Written by private attorney Erik S. Jaffe, the Cato-IJ brief focuses on four unconstitutional provisions, regrettably supported by the Supreme Court in its seminal 1976 case, Buckley v. Valeo. First, so-called express advocacy of the election or defeat of a candidate is given less protection than all other forms of political speech. Second, speech and expressive association by corporations and labor unions is curtailed while similar speech and association of other groups is not. Third, Buckley and succeeding cases assert, without significant analysis, that preventing the mere appearance of corruption is a compelling interest under the First Amendment. Fourth, restrictions on campaign contributions are not reviewed by the courts under the same standard as restrictions on expenditures made independent of the candidate.
When politicians are responsive to those who support them, that is not corruption, the brief explains. Speech, like votes themselves, may be exchanged for promises by politicians to favor or oppose certain policies. "Such exchanges are the essence of representative democracy." Only quid pro quo bribery - money given to candidates for their personal use - justifies contribution restrictions. Otherwise, financial assistance is "no different than endorsements or votes. Because the assistance is ultimately channeled through the protected medium of political speech, it cannot be deemed corrupt."

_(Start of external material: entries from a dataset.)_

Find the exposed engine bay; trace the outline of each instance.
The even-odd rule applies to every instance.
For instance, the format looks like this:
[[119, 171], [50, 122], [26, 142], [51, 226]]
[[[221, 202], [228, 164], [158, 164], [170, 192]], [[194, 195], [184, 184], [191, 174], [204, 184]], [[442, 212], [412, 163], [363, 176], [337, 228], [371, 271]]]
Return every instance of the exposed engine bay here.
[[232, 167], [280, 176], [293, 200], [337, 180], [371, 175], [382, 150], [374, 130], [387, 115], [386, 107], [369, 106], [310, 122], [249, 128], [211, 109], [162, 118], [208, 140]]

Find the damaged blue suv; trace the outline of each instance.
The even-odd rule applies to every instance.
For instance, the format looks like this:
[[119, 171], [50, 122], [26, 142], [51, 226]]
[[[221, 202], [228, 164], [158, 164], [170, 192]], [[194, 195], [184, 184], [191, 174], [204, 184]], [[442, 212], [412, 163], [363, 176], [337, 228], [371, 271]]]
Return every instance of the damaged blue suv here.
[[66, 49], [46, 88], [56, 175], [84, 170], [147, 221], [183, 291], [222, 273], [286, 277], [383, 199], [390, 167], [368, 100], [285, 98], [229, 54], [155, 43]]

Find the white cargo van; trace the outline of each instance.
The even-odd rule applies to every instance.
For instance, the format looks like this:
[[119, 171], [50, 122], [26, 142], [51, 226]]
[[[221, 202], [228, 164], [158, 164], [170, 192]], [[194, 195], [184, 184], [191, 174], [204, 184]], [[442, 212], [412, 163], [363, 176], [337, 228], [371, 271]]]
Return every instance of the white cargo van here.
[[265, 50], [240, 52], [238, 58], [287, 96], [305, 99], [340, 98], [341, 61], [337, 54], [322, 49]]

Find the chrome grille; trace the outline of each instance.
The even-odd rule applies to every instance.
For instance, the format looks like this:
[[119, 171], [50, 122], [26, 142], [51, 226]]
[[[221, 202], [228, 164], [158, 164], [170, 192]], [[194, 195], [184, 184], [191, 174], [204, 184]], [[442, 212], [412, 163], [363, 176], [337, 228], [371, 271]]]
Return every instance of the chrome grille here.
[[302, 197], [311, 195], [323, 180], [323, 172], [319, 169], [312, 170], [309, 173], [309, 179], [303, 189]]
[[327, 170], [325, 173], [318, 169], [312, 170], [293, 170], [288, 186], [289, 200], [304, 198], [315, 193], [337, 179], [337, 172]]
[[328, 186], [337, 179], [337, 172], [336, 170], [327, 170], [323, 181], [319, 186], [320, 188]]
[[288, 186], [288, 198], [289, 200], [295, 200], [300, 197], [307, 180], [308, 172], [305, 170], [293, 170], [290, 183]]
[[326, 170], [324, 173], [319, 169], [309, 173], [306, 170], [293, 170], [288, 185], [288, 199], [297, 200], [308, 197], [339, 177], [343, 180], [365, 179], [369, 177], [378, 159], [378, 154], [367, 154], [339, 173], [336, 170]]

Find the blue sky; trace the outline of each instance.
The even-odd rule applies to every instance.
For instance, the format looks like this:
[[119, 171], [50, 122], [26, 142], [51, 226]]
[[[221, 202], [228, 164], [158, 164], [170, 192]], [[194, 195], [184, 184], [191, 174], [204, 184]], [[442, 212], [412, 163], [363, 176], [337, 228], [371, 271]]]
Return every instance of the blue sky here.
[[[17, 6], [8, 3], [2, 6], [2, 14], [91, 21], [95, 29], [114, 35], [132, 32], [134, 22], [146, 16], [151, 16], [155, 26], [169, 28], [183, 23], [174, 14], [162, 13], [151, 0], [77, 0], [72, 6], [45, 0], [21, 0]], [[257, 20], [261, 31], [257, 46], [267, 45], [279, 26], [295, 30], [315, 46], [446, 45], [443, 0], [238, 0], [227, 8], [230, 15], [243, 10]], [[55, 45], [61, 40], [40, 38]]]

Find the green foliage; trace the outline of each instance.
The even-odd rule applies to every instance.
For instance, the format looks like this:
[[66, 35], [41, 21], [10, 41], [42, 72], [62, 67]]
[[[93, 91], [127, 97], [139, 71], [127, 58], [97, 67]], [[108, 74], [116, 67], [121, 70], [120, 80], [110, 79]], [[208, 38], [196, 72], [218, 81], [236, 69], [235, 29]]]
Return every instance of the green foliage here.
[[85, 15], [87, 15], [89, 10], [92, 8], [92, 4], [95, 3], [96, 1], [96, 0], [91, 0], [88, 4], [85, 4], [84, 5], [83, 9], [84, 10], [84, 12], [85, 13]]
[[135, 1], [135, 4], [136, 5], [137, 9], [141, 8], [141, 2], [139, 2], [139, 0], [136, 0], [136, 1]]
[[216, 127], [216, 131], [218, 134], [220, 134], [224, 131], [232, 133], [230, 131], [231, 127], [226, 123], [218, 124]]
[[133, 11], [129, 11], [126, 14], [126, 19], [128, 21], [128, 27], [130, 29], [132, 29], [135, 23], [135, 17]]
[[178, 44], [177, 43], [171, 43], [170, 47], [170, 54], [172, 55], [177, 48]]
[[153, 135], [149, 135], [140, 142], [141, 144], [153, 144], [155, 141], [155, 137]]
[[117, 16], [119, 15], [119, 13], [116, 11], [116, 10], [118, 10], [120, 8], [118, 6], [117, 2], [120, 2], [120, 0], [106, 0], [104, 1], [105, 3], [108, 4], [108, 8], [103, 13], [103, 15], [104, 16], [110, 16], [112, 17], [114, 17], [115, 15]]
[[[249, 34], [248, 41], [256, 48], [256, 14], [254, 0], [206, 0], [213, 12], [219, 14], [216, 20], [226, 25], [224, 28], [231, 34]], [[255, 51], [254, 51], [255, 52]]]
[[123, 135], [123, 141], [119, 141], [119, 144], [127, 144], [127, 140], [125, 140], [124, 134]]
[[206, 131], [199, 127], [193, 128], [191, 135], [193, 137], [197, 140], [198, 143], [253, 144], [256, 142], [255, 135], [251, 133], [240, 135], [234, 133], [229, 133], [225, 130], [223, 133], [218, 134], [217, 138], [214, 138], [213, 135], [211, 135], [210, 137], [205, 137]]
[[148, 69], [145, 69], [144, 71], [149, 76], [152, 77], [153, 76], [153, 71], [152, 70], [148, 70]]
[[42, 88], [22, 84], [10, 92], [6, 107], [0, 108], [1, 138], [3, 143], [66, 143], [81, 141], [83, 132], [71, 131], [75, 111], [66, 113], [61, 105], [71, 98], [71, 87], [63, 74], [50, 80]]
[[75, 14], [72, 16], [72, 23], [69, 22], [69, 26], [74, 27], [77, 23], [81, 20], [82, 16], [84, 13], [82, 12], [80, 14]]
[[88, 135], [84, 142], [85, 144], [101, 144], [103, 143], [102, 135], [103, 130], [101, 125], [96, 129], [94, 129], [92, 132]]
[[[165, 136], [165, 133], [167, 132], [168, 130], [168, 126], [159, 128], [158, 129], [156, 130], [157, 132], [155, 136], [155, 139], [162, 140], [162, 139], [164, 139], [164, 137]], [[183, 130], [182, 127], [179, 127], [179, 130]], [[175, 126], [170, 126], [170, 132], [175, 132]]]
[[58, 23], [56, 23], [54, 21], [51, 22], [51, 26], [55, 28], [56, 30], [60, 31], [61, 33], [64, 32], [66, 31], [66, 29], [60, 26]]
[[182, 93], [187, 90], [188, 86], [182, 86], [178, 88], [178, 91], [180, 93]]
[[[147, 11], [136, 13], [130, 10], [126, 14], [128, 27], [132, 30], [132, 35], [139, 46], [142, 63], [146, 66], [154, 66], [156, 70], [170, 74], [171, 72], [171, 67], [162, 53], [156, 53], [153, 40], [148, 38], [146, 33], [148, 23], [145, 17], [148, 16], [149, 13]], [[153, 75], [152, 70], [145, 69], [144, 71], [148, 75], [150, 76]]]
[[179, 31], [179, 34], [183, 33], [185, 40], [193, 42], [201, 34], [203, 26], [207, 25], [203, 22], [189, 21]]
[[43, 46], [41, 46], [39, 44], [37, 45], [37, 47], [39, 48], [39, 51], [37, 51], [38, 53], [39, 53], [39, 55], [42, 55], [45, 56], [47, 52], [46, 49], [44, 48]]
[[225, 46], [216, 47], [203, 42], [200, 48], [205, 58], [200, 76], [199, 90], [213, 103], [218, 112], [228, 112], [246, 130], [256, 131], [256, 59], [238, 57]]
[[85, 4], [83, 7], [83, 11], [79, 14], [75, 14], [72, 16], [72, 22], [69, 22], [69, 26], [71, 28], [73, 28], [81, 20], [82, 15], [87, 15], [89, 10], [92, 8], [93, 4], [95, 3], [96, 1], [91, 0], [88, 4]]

In addition, said Robert A. Levy, Cato senior fellow in constitutional studies, "business corporations and labor unions are vital associations based on the shared interests of their members - assuming voluntary purchase of stock and payment of dues. That those interests are largely economic does nothing to diminish their constitutional status." Levy continues, "Even if disparities in influence are troubling, the government may not attempt to equalize the political strength of different elements in society. However imperfect our system, it is the one that the Constitution established. The First Amendment places its trust in the public, not government, to sort it all out in the end."